From the few days I have explored it, it is absolutely incredible, so congratulations for the work done and good luck on keeping the quality so high!
- Grab a good book or two. The Art of PostgreSQL is one. There are _many_ others. Take a bit of time to find out what suits you. I typically like reading a more theoretical one and a more practical one (with actionable, concrete advice, actual code in it and so on).
- Get a nice tool/IDE/editor plugin that can interactively work with databases, create them, query them etc. Almost all of the editor utilities that you expect from general purpose programming also applies to programming with SQL.
- PostgreSQL is a very powerful, primarily relational database, but there is very little it cannot do. For example it is perfectly feasible to implement a document (JSON) store with it, and convenient to boot. There are also great extensions such as for temporal tables.
- There is a ton of advice, discussion etc. to find, especially around data modelling. Word of caution: Some of it is religious, at least slightly. The book I mentioned above too to a certain degree, but it is still a very good book. Realize that a relational DB can give you a ton of stuff in a performant, declarative manner. But not everything should live in the DB, nor is everything relational in the strictest sense. Be pragmatic.
Source: I've been diving deeper into this topic since a few years and still am. The more I learn and are able to apply, the more I understand why the relational paradigm is so dominant and powerful.
I hope you have the same kind of experience and enjoy Postgres!
As far as actual advice...
1. The key concept of an RDBMS is that each table typically specifies relationships to other tables. So in order to query data you will typically be joining multiple tables. Sometimes new DB programmers get a lot of enlightenment from the simple Venn diagrams that illustrate the basic types of JOINs: https://www.google.com/search?q=inner+join+diagram ...IMHO, once you get this (fairly simple) paradigm the rest is easy.

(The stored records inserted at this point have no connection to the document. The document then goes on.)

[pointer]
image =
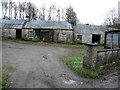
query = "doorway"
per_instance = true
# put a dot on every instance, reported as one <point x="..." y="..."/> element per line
<point x="96" y="38"/>
<point x="18" y="33"/>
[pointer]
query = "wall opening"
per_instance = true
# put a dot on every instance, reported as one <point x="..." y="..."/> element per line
<point x="96" y="38"/>
<point x="18" y="33"/>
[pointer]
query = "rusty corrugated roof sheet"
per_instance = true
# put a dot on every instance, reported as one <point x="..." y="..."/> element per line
<point x="90" y="29"/>
<point x="42" y="24"/>
<point x="12" y="24"/>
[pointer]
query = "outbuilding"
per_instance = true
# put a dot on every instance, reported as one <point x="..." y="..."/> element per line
<point x="12" y="28"/>
<point x="112" y="39"/>
<point x="48" y="31"/>
<point x="85" y="33"/>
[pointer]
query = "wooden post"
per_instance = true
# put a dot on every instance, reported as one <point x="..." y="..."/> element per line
<point x="90" y="55"/>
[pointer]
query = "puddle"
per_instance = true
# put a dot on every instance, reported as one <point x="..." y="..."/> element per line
<point x="69" y="82"/>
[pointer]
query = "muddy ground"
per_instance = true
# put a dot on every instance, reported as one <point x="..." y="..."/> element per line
<point x="39" y="67"/>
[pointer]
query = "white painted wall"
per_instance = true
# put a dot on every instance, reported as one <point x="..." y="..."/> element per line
<point x="9" y="32"/>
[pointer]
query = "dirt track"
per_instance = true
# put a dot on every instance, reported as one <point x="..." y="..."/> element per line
<point x="40" y="67"/>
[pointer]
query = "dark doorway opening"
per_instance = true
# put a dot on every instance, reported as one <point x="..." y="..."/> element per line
<point x="18" y="33"/>
<point x="47" y="36"/>
<point x="96" y="38"/>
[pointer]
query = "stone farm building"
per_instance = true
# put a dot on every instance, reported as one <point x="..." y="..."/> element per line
<point x="12" y="28"/>
<point x="48" y="31"/>
<point x="112" y="39"/>
<point x="52" y="31"/>
<point x="84" y="33"/>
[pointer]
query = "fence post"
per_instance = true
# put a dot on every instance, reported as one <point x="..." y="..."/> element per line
<point x="90" y="56"/>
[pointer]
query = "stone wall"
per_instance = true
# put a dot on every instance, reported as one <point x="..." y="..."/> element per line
<point x="107" y="56"/>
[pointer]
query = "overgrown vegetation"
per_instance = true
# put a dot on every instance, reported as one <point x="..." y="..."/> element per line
<point x="75" y="62"/>
<point x="5" y="80"/>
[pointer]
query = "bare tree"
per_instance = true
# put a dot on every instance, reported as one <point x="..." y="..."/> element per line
<point x="4" y="9"/>
<point x="31" y="10"/>
<point x="23" y="7"/>
<point x="63" y="14"/>
<point x="10" y="8"/>
<point x="111" y="17"/>
<point x="49" y="15"/>
<point x="53" y="11"/>
<point x="42" y="12"/>
<point x="58" y="14"/>
<point x="71" y="16"/>
<point x="15" y="10"/>
<point x="20" y="10"/>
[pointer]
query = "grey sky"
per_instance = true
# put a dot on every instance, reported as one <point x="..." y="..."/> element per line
<point x="88" y="11"/>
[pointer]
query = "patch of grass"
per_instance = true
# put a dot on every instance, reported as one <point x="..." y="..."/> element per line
<point x="5" y="80"/>
<point x="75" y="62"/>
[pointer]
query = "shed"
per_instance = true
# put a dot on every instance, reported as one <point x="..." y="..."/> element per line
<point x="12" y="28"/>
<point x="112" y="39"/>
<point x="85" y="33"/>
<point x="49" y="31"/>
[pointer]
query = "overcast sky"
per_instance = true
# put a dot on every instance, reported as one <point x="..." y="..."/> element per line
<point x="88" y="11"/>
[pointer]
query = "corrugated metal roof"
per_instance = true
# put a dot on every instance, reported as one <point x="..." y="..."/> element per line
<point x="11" y="24"/>
<point x="37" y="24"/>
<point x="89" y="29"/>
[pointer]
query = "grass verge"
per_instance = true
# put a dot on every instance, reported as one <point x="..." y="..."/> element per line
<point x="5" y="80"/>
<point x="75" y="62"/>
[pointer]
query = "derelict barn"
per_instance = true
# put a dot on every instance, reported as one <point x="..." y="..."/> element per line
<point x="12" y="28"/>
<point x="112" y="39"/>
<point x="89" y="33"/>
<point x="48" y="31"/>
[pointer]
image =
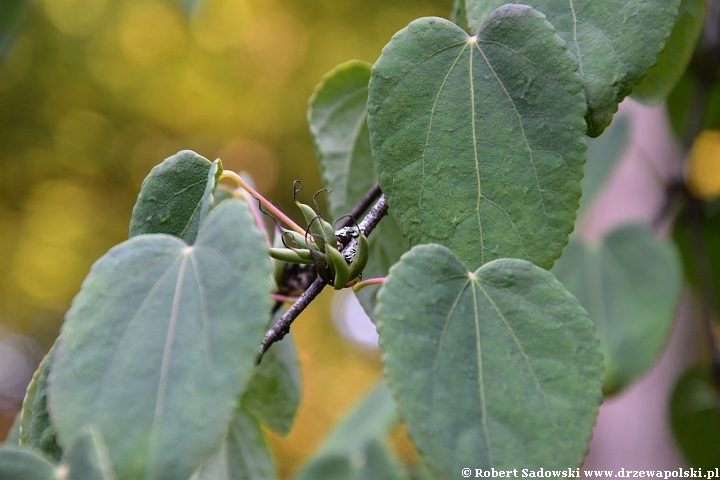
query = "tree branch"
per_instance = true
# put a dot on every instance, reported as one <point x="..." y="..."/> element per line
<point x="282" y="326"/>
<point x="372" y="195"/>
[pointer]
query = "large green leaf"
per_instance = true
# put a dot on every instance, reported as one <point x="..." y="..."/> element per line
<point x="386" y="246"/>
<point x="175" y="196"/>
<point x="273" y="394"/>
<point x="602" y="157"/>
<point x="338" y="122"/>
<point x="698" y="240"/>
<point x="682" y="106"/>
<point x="479" y="142"/>
<point x="244" y="454"/>
<point x="180" y="327"/>
<point x="500" y="367"/>
<point x="354" y="449"/>
<point x="337" y="116"/>
<point x="695" y="418"/>
<point x="672" y="61"/>
<point x="373" y="462"/>
<point x="615" y="41"/>
<point x="629" y="284"/>
<point x="459" y="15"/>
<point x="11" y="15"/>
<point x="13" y="438"/>
<point x="36" y="431"/>
<point x="19" y="464"/>
<point x="89" y="459"/>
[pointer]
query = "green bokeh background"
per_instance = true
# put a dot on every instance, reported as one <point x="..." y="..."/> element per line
<point x="94" y="93"/>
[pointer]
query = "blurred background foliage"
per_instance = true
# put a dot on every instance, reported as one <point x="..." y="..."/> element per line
<point x="94" y="93"/>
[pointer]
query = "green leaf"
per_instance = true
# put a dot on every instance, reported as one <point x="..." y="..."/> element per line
<point x="13" y="437"/>
<point x="372" y="417"/>
<point x="332" y="467"/>
<point x="180" y="329"/>
<point x="273" y="394"/>
<point x="682" y="105"/>
<point x="386" y="246"/>
<point x="459" y="15"/>
<point x="479" y="142"/>
<point x="222" y="193"/>
<point x="244" y="454"/>
<point x="615" y="41"/>
<point x="337" y="116"/>
<point x="89" y="459"/>
<point x="350" y="451"/>
<point x="695" y="418"/>
<point x="603" y="155"/>
<point x="12" y="12"/>
<point x="629" y="284"/>
<point x="19" y="464"/>
<point x="499" y="367"/>
<point x="672" y="61"/>
<point x="687" y="238"/>
<point x="175" y="195"/>
<point x="338" y="123"/>
<point x="375" y="461"/>
<point x="36" y="430"/>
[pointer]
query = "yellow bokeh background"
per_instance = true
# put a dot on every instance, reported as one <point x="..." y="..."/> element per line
<point x="94" y="93"/>
<point x="704" y="165"/>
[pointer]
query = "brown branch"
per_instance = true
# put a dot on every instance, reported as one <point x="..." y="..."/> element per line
<point x="372" y="195"/>
<point x="282" y="326"/>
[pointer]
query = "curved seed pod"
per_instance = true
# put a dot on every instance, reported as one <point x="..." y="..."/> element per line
<point x="300" y="241"/>
<point x="361" y="257"/>
<point x="338" y="263"/>
<point x="301" y="256"/>
<point x="278" y="265"/>
<point x="328" y="232"/>
<point x="315" y="231"/>
<point x="321" y="265"/>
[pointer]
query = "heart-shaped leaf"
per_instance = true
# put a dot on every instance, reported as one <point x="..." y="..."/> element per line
<point x="175" y="196"/>
<point x="695" y="418"/>
<point x="603" y="155"/>
<point x="459" y="14"/>
<point x="20" y="464"/>
<point x="615" y="41"/>
<point x="89" y="459"/>
<point x="629" y="284"/>
<point x="499" y="367"/>
<point x="672" y="61"/>
<point x="243" y="455"/>
<point x="180" y="328"/>
<point x="337" y="116"/>
<point x="36" y="431"/>
<point x="355" y="448"/>
<point x="338" y="122"/>
<point x="479" y="141"/>
<point x="13" y="437"/>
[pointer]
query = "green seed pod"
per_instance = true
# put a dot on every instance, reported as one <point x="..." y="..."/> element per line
<point x="328" y="232"/>
<point x="301" y="256"/>
<point x="339" y="265"/>
<point x="321" y="265"/>
<point x="361" y="257"/>
<point x="298" y="240"/>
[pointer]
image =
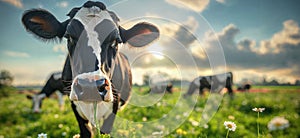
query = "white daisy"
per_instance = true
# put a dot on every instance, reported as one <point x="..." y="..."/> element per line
<point x="230" y="125"/>
<point x="258" y="109"/>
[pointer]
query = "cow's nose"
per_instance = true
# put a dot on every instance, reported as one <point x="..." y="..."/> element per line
<point x="95" y="9"/>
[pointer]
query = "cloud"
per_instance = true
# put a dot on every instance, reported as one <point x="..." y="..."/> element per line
<point x="61" y="48"/>
<point x="196" y="5"/>
<point x="16" y="3"/>
<point x="287" y="37"/>
<point x="221" y="1"/>
<point x="277" y="57"/>
<point x="62" y="4"/>
<point x="16" y="54"/>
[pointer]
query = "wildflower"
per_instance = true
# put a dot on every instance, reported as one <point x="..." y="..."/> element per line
<point x="76" y="136"/>
<point x="123" y="133"/>
<point x="181" y="132"/>
<point x="157" y="133"/>
<point x="60" y="126"/>
<point x="42" y="135"/>
<point x="139" y="126"/>
<point x="205" y="126"/>
<point x="258" y="109"/>
<point x="56" y="116"/>
<point x="160" y="127"/>
<point x="193" y="122"/>
<point x="278" y="123"/>
<point x="144" y="119"/>
<point x="231" y="126"/>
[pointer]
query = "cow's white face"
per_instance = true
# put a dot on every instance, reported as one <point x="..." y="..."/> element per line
<point x="93" y="37"/>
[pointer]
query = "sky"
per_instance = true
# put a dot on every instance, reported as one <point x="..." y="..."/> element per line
<point x="254" y="39"/>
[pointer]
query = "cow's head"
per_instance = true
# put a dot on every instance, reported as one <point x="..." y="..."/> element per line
<point x="93" y="35"/>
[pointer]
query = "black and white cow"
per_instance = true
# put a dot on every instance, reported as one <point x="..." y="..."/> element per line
<point x="214" y="83"/>
<point x="53" y="84"/>
<point x="244" y="88"/>
<point x="95" y="72"/>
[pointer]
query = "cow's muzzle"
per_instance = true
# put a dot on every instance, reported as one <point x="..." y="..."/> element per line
<point x="90" y="88"/>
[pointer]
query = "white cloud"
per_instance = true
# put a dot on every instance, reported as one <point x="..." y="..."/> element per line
<point x="62" y="4"/>
<point x="16" y="54"/>
<point x="277" y="57"/>
<point x="221" y="1"/>
<point x="289" y="35"/>
<point x="16" y="3"/>
<point x="196" y="5"/>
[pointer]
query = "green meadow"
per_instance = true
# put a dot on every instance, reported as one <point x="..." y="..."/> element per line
<point x="17" y="120"/>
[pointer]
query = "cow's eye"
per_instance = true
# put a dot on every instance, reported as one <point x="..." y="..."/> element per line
<point x="71" y="40"/>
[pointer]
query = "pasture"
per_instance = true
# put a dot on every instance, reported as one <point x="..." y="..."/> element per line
<point x="16" y="119"/>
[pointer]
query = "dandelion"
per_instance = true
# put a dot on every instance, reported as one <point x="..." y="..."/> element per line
<point x="231" y="126"/>
<point x="258" y="110"/>
<point x="278" y="123"/>
<point x="42" y="135"/>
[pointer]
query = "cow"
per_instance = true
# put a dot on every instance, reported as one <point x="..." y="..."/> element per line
<point x="161" y="87"/>
<point x="53" y="84"/>
<point x="96" y="75"/>
<point x="215" y="83"/>
<point x="244" y="88"/>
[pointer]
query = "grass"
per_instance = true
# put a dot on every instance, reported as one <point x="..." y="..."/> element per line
<point x="165" y="114"/>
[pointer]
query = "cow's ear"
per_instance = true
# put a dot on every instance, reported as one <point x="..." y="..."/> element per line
<point x="43" y="24"/>
<point x="140" y="34"/>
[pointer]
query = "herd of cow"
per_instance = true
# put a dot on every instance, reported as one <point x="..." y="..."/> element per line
<point x="95" y="73"/>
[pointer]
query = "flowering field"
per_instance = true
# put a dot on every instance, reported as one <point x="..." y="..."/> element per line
<point x="279" y="118"/>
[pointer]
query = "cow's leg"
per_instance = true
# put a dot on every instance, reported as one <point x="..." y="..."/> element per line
<point x="84" y="131"/>
<point x="191" y="89"/>
<point x="108" y="124"/>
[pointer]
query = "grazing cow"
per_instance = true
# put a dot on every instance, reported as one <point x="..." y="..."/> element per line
<point x="54" y="83"/>
<point x="214" y="83"/>
<point x="161" y="87"/>
<point x="245" y="88"/>
<point x="95" y="73"/>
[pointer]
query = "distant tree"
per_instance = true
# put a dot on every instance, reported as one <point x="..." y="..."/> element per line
<point x="6" y="78"/>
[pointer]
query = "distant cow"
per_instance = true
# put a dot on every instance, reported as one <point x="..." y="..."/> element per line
<point x="214" y="83"/>
<point x="95" y="73"/>
<point x="245" y="88"/>
<point x="161" y="88"/>
<point x="54" y="83"/>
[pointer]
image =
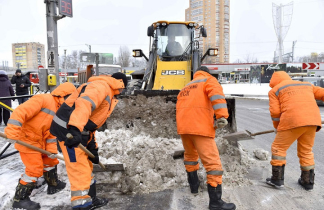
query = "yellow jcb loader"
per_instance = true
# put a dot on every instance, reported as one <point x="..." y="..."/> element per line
<point x="174" y="56"/>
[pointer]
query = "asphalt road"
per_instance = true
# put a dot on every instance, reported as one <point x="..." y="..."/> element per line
<point x="254" y="116"/>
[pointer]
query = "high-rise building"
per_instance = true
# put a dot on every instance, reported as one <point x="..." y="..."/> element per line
<point x="214" y="15"/>
<point x="28" y="55"/>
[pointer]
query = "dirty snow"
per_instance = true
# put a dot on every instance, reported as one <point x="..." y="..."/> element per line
<point x="261" y="154"/>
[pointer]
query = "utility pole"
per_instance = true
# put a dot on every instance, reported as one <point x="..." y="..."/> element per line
<point x="280" y="40"/>
<point x="65" y="10"/>
<point x="89" y="47"/>
<point x="65" y="65"/>
<point x="293" y="50"/>
<point x="52" y="42"/>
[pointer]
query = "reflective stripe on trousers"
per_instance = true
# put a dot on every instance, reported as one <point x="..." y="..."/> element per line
<point x="81" y="202"/>
<point x="27" y="178"/>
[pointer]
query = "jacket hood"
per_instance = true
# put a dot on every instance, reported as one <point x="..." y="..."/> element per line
<point x="64" y="89"/>
<point x="3" y="77"/>
<point x="201" y="73"/>
<point x="115" y="84"/>
<point x="278" y="77"/>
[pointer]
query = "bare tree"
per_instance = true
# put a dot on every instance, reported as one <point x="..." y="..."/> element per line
<point x="124" y="56"/>
<point x="72" y="60"/>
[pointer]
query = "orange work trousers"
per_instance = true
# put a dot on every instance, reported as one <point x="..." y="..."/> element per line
<point x="36" y="164"/>
<point x="79" y="170"/>
<point x="204" y="147"/>
<point x="305" y="141"/>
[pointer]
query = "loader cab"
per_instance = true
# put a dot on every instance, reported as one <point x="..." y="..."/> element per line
<point x="174" y="41"/>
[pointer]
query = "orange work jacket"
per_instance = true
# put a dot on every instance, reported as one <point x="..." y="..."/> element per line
<point x="89" y="107"/>
<point x="30" y="122"/>
<point x="292" y="103"/>
<point x="197" y="103"/>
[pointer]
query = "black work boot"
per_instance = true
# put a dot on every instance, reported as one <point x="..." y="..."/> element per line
<point x="193" y="181"/>
<point x="22" y="200"/>
<point x="96" y="202"/>
<point x="215" y="199"/>
<point x="54" y="184"/>
<point x="277" y="178"/>
<point x="306" y="179"/>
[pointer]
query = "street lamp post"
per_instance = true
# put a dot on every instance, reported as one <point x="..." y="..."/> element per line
<point x="89" y="47"/>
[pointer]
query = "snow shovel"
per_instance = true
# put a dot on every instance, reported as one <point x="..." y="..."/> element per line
<point x="113" y="167"/>
<point x="246" y="135"/>
<point x="31" y="146"/>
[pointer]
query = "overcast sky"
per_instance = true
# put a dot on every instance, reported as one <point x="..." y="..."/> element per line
<point x="108" y="24"/>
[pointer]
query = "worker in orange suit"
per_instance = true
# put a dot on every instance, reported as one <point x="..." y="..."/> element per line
<point x="81" y="115"/>
<point x="197" y="104"/>
<point x="30" y="122"/>
<point x="295" y="115"/>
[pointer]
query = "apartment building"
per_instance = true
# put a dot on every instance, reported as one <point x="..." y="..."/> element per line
<point x="214" y="15"/>
<point x="27" y="56"/>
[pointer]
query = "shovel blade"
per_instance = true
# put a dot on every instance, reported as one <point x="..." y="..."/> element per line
<point x="242" y="135"/>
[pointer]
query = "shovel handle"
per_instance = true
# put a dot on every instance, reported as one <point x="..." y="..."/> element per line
<point x="70" y="136"/>
<point x="32" y="147"/>
<point x="268" y="131"/>
<point x="262" y="132"/>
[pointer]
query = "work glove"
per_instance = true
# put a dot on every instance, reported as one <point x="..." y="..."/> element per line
<point x="92" y="147"/>
<point x="52" y="156"/>
<point x="95" y="160"/>
<point x="221" y="122"/>
<point x="77" y="137"/>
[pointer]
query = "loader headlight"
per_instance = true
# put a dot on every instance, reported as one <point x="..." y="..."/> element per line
<point x="212" y="52"/>
<point x="137" y="53"/>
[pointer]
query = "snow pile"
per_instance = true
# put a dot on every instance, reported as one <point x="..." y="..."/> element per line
<point x="150" y="165"/>
<point x="154" y="115"/>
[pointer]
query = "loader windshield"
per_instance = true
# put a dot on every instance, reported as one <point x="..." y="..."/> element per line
<point x="173" y="39"/>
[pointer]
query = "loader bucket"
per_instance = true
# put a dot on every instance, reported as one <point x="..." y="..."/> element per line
<point x="146" y="107"/>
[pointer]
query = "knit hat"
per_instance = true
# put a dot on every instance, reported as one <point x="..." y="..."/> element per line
<point x="203" y="68"/>
<point x="122" y="76"/>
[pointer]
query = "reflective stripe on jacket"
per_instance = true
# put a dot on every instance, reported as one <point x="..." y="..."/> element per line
<point x="197" y="103"/>
<point x="30" y="122"/>
<point x="292" y="104"/>
<point x="89" y="107"/>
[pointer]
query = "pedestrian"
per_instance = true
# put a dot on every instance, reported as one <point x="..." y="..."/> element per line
<point x="197" y="103"/>
<point x="30" y="123"/>
<point x="81" y="115"/>
<point x="22" y="85"/>
<point x="295" y="115"/>
<point x="5" y="90"/>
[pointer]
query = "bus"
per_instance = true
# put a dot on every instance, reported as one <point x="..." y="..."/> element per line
<point x="316" y="81"/>
<point x="106" y="69"/>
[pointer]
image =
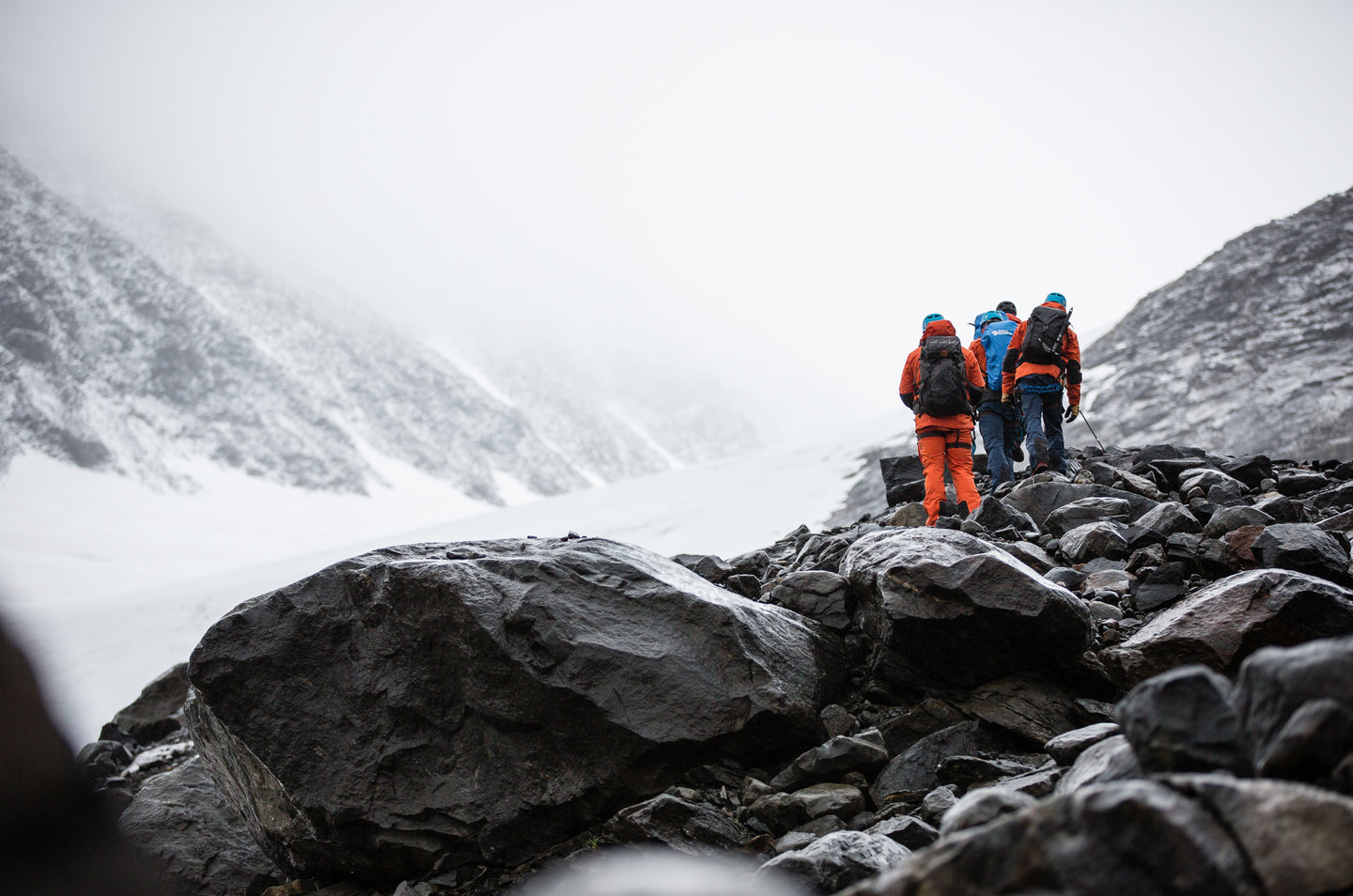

2. Database constraints are your friends. At a minimum you specify the types of the columns, obviously, but you can go much farther - specifying NOT NULL constraints, foreign keys, and more complex check conditions. Do as much of this as feasible at the database level. Otherwise it is something you need to code and enforce at the application level, where it will generally be less performant and more prone to coder error. Additionally, any constraints not enforced at the application level will need to be implemented across multiple applications if more than one app uses the database.
The second one above is an example of something that sounds boring and restrictive but really frees you up to do other things as a developer. About a decade ago, the "trend" was to treat RDBMSs as "dumb" storage and do all that stuff at the application level, in the name of being database-agnostic. Opinions remain divided, but I think that was an objectively bad trend. For one thing, folks noticed they hardly ever needed to suddenly switch databases, but there are other reasons as well.
Otherwise maybe try it with a toy project.
Honest question: how often do you switch databases?
I've never really found myself wanting or needing to do this.
Only time I could really see myself wanting to do this is if I was writing some kind of commercial software (eg, a database IDE like DataGrip) that needed to simultaneously support various multiple databases.
Yet now we are, because some core customers demand MSSQL support...
Of course the db we're using supports all kind of non-standard goodness that has been exploited all over. Gonna be fun times ahead...
(I don't mean that sarcastically. I truly wish you luck.)
Some companies end up with a mix of different DBs and it can help to consolidate to share expertise or resources.
Though at this point both have grown much closer together in capabilities and performance.